As fandoms generally are, it is a glorious thing. And as female fandoms generally are, it has been underserved by mainstream providers. So, fed up with finding the same mere handful of books in her favourite genre that ordinary bookshops stocked, 30-year-old Starlin Marot (and honestly, with a name like that she really should be starring in a romantasy series herself) opened a specialist shop. I love this story.

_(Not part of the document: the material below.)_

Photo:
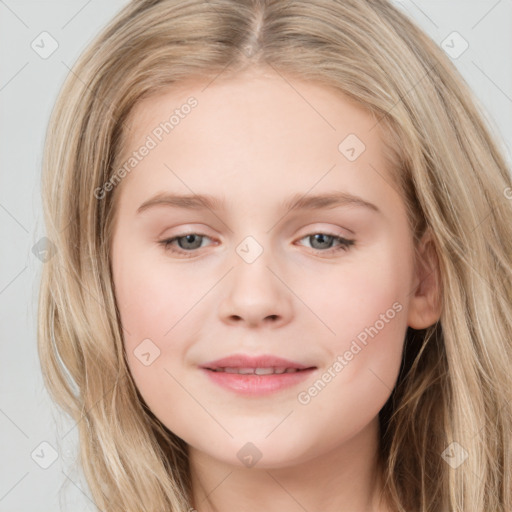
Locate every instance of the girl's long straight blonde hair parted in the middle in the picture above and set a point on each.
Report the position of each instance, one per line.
(455, 382)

More, I love the possibility it opens up for further specialisation. Could we next have a US-based-thrillers-with-some-violence-but-nothing-truly-gratuitous shop, please? Ideally, abutting a Pre-Tudor-historical-novels emporium and opposite a Books-that-have-been-adapted-for-screen-but-these-are-all-non-tie-in-editions-that-still-have-beautiful-illustrated-covers? Investors, call me.

Wednesday

I am very annoyed with Taylor Swift. Get married in private by all means, even if it requires commandeering Madison Square Garden to accommodate your security needs. But every bride owes the public a look at the frock. You need to provide the equivalent of getting out of the car and walking up the path to the church so the villagers can beam, sigh wistfully and talk about it for days and weeks and months to come. Years, if you looked truly terrible. It is this kind of thing that holds a society together. Bad form, Tay-Tay, bad form!

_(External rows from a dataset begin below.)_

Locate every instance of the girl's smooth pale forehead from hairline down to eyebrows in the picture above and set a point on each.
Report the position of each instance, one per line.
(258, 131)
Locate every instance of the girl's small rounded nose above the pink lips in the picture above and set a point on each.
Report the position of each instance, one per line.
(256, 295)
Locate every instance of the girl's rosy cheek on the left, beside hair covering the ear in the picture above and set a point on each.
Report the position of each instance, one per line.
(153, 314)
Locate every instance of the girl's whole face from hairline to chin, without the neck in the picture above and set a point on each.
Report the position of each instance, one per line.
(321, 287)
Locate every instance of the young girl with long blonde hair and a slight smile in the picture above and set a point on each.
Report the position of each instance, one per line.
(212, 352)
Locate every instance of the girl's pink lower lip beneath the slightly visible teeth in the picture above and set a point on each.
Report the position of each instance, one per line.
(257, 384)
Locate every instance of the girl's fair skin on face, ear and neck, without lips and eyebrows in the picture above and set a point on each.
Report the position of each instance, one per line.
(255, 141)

And I don’t know where to put my feelings about the fans buying cubes of trash gathered from outside MSG as a memento of the event. The entrepreneurial artist Justin Gignac went litter-picking after the event, gathering up pieces of detritus that may or may not have been discarded by celebrity guests, then packed them in sealed plastic cubes and sold them for $25 plus shipping online. Apparently, they went like hot cakes. I think I might have to talk to the young folk again.

Thursday

This could be, as the wildcard British entry faces a semi-final against the German No 2 seed Alexander Zverev on Friday, the best point at which to express our gladness for all that Arthur Fery’s unexpected success at Wimbledon has given us.

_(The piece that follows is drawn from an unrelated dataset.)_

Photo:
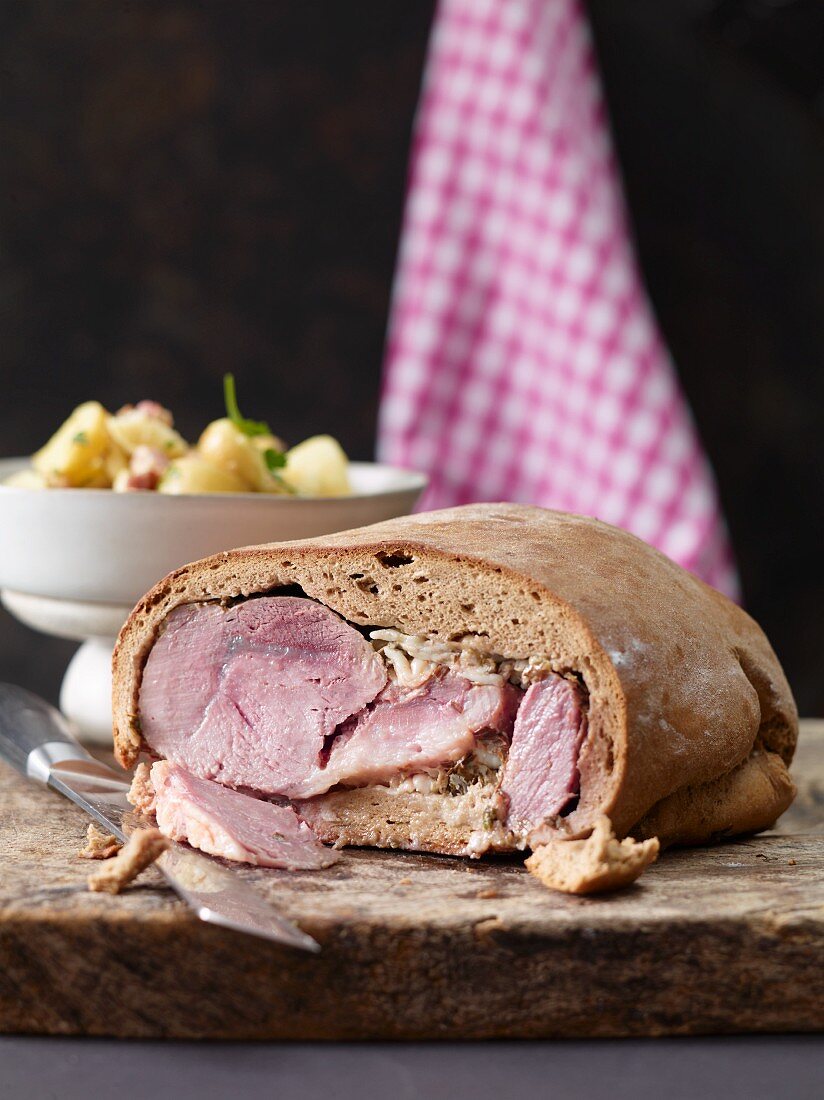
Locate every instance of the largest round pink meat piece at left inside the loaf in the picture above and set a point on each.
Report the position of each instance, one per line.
(248, 695)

There are all the “King Arthur” headlines, obviously. And that reminds me – I’ll take a bookshop dedicated to the Matter of Britain, too (not least in the hope that it will remind the real Arthur that he promised to return in our hour of greatest need and, well … consider me gesturing widely at the state of things).

There’s the “Cross-Channel Fery” nickname, because our boy was actually born in Paris. The moniker is a bit effortful but that’s what gives it its quintessentially British feel. We share the Australians’ fondness for the practice, but not quite their gift.

And there’s the possible renaming of Henman Hill as “Arthur’s Seat”, which would be much more pleasing all round. Plus, see above – perhaps it will help recall the original to his sense of duty. Come on, Arthurs all.

Friday

The school summer holidays begin and as we look at our teenage son hunched over his gaming computer in a darkened room, his father and I ask ourselves the annual question: should we buy some bikes and try to become That Family instead?

None of us can ride a bike. That’s the first problem. I could once, but let me assure you that despite what one is told, you can and do forget.

Second problem: none of us is remotely physically coordinated. We could easily die in the attempt to learn to ride. More likely, I will break a wrist or two, be unable to type and the family will slide into penury and we’ll have to sell the bikes anyway. Unless husband or son obeys the Tebbitean strictures of our youth and gets on one to find work.

Third: we don’t want to. We’re lazy as well as useless. But I look at our gently yet remorselessly atrophying bodies and think that something must be done. But maybe not something in traffic?